Она поднялась на ноги; ветер словно этого и ждал. Налетев в один миг, он содрал ненавистный капюшон, развеял плащ, который забился подобно крыльям, словно одним рывком содрал паутину и темный облик с женщины, в котором она пряталась как в коконе, разгладил сильно и тщательно лицо одним мазком, бросив в него снегом, и юный Сильф рухнул в снег, потрясенный.
Перед ним стояла не странная старуха с морщинистым темным лицом, а молодая женщина с кожей белой, как снег. Черты её были столь чисты и нежны, что увидь её Рафаэль, он непременно нарисовал бы свою лучшую мадонну, одетую в раззолоченный алый бархат и шелка с жемчугами. Над тонкими веками чернели ровные ниточки бровей, а щеки, посыпанные тонкой жемчужной пудрой, были нежны и чуть розовы, словно самый прекрасный закат подарил свой свет этому лицу и выкрасил губы в небывалый искрящийся оттенок. Волшебный снег запутался в угольно-черной косе, растрепавшейся от ветра, и умиротворение, что лежало на этом безмятежном лице, в миг укротили неистовый ветер. Он словно послушный пес улегся у ног своей госпожи, и все стихло. Даже снег не смел больше падать, и полянка, выбеленная им, была тиха и торжественна.
- Так ты идешь со мной? – повторила женщина, улыбаясь одним лишь уголком румяных губ. Ресницы её дрогнули, поднялись, и на Орлиста глянули синие глаза. И лицо её тотчас утратило невинность и безмятежность мадонны, словно вдруг перед Сильфом разверзся ад, полный соблазнов и искушений. Глаза её горели страстью и неистовством, и им невозможно было отказать!
- Госпожа! – Орлист не помнил как оказался на коленях, целуя край её одежд. – Кто ты, госпожа? Я вижу, что мы ошиблись, приняв тебя за другого человека, но мне теперь нужно знать, как тебя называть, потому что я отныне твой раб!
- Раньше меня звали Эльвира Великая, – ответила женщина. – Потом – госпожа Суккуб. Какое из имен нравится тебе более?
- Госпожа Суккуб! Я думал, что это лишь легенды, придуманные нашими отцами в поисках недосягаемой мечты… Отчего же ты молчала раньше?!
- А ты бы поверил мне, глядя на нелепую старость? Поверил бы, глядя на ужимки старухи? Сложно очаровывать, когда рот твой беззуб и тело источено болезнями… Однако, мне пора. Идешь ли ты?

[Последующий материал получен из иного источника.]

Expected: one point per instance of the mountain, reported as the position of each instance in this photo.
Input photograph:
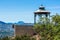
(6, 29)
(2, 22)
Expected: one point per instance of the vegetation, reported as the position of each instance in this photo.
(23, 37)
(49, 30)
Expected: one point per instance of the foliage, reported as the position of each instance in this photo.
(49, 31)
(23, 37)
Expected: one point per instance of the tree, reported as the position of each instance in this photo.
(49, 31)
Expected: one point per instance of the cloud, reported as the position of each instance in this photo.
(54, 7)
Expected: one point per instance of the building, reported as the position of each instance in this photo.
(28, 29)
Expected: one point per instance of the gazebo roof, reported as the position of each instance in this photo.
(41, 10)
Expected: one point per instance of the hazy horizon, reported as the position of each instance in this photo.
(23, 10)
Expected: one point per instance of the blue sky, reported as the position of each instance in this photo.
(23, 10)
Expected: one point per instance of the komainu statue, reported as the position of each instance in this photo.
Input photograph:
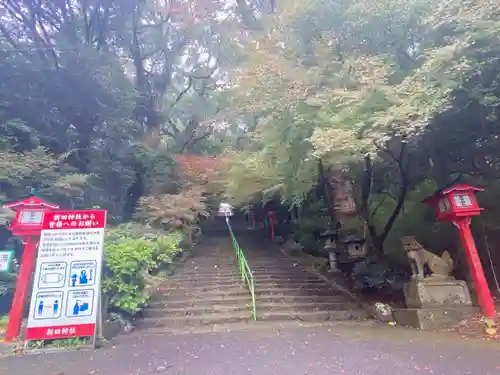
(441, 267)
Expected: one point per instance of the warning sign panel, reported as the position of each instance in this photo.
(67, 277)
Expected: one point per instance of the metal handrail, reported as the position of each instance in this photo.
(245, 271)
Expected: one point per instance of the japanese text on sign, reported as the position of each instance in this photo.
(5, 260)
(67, 276)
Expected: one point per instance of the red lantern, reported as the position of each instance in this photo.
(27, 224)
(458, 204)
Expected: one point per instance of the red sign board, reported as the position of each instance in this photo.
(66, 287)
(74, 219)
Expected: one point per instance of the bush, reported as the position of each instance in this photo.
(370, 275)
(129, 262)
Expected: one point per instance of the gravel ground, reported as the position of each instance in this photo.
(287, 351)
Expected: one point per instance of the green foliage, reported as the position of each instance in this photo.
(130, 259)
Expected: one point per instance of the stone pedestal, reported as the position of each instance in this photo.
(435, 303)
(432, 292)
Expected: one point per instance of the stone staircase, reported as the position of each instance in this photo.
(207, 290)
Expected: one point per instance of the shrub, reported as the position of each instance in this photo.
(129, 262)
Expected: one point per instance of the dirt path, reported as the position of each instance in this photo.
(294, 351)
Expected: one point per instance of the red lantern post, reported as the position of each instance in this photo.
(27, 224)
(271, 215)
(458, 204)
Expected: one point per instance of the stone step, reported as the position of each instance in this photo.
(260, 285)
(294, 275)
(260, 292)
(226, 318)
(237, 276)
(208, 307)
(235, 299)
(205, 286)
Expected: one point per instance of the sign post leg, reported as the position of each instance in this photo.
(22, 290)
(482, 290)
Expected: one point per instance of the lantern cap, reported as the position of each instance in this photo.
(30, 202)
(450, 189)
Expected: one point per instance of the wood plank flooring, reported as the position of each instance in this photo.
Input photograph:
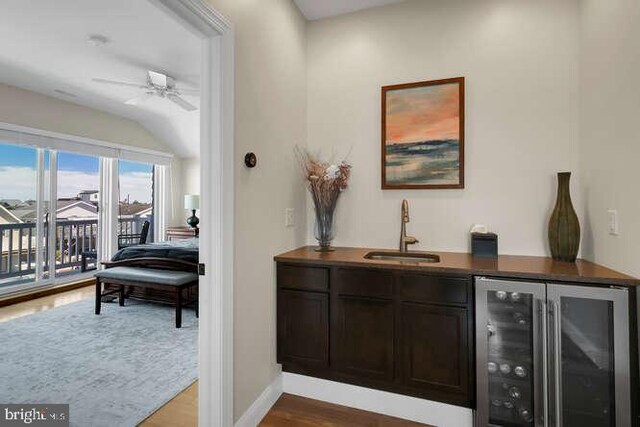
(298, 411)
(182, 410)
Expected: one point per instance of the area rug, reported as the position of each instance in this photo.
(114, 369)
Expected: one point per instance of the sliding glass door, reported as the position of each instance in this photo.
(135, 206)
(18, 214)
(76, 212)
(62, 209)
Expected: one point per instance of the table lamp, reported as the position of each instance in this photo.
(192, 202)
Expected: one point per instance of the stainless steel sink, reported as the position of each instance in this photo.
(417, 257)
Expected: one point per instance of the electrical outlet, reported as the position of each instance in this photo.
(614, 223)
(289, 217)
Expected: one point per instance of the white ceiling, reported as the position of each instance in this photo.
(318, 9)
(44, 47)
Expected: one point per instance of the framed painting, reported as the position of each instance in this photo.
(423, 135)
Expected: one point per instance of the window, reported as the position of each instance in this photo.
(60, 199)
(18, 210)
(76, 210)
(135, 200)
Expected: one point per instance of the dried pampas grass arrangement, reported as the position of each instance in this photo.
(325, 181)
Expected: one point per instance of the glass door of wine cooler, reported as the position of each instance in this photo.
(589, 364)
(510, 346)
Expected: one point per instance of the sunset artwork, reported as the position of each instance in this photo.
(423, 135)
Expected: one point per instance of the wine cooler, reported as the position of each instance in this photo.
(552, 355)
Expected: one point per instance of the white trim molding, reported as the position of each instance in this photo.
(216, 205)
(381, 402)
(259, 408)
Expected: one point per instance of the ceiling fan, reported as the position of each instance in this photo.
(158, 84)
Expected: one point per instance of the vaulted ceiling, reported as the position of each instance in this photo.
(45, 48)
(318, 9)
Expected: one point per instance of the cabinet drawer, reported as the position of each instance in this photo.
(303, 278)
(362, 282)
(438, 289)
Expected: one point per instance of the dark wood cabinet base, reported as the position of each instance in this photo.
(399, 332)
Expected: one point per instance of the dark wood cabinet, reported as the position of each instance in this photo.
(362, 337)
(388, 329)
(435, 349)
(303, 328)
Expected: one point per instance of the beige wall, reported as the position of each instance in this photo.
(609, 131)
(270, 117)
(520, 61)
(191, 176)
(26, 108)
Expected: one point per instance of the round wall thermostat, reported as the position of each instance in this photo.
(250, 160)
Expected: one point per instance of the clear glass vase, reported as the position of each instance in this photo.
(324, 230)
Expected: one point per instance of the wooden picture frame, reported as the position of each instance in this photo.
(423, 135)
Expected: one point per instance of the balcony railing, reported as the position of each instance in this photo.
(72, 238)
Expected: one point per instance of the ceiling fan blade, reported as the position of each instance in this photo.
(188, 91)
(139, 99)
(114, 82)
(181, 102)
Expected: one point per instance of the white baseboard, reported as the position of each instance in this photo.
(261, 405)
(382, 402)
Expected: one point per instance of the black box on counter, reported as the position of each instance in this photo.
(484, 245)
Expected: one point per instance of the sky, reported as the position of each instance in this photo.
(425, 113)
(75, 174)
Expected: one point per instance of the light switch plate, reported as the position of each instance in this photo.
(289, 217)
(614, 222)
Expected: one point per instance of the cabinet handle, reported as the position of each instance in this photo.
(554, 359)
(543, 373)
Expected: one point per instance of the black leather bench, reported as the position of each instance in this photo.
(149, 278)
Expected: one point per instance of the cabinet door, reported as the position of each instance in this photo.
(362, 337)
(303, 328)
(434, 348)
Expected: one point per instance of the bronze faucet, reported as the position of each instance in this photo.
(404, 218)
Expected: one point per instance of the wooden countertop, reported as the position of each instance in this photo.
(521, 267)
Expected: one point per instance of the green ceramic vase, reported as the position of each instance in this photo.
(564, 227)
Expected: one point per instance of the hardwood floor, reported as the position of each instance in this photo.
(298, 411)
(45, 303)
(182, 410)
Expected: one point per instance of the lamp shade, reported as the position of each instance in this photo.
(191, 201)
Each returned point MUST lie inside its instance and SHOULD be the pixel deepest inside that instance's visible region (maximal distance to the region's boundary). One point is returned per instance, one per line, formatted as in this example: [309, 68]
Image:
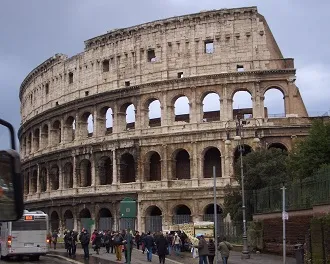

- Иду, моя госпожа! Я иду с тобой! Я вверяю тебе мою жизнь и всего себя!
- Это роскошный подарок, мой мальчик, – она улыбнулась, вытаскивая откуда-то из складок своей одежды тонкий кинжал. – Я не могу не отдариться, – ухватив свою косу, она одним взмахом отсекла её, и ветер тут же взлохматил коротко, до плеч, остриженные волосы. – Держи. Я обещаю тебе, что подарю тебе себя… хотя бы один раз. Ты нравишься мне, юный Сильф, и мне недостает немного твоей чистоты. А теперь вели своим людям собираться в дорогу.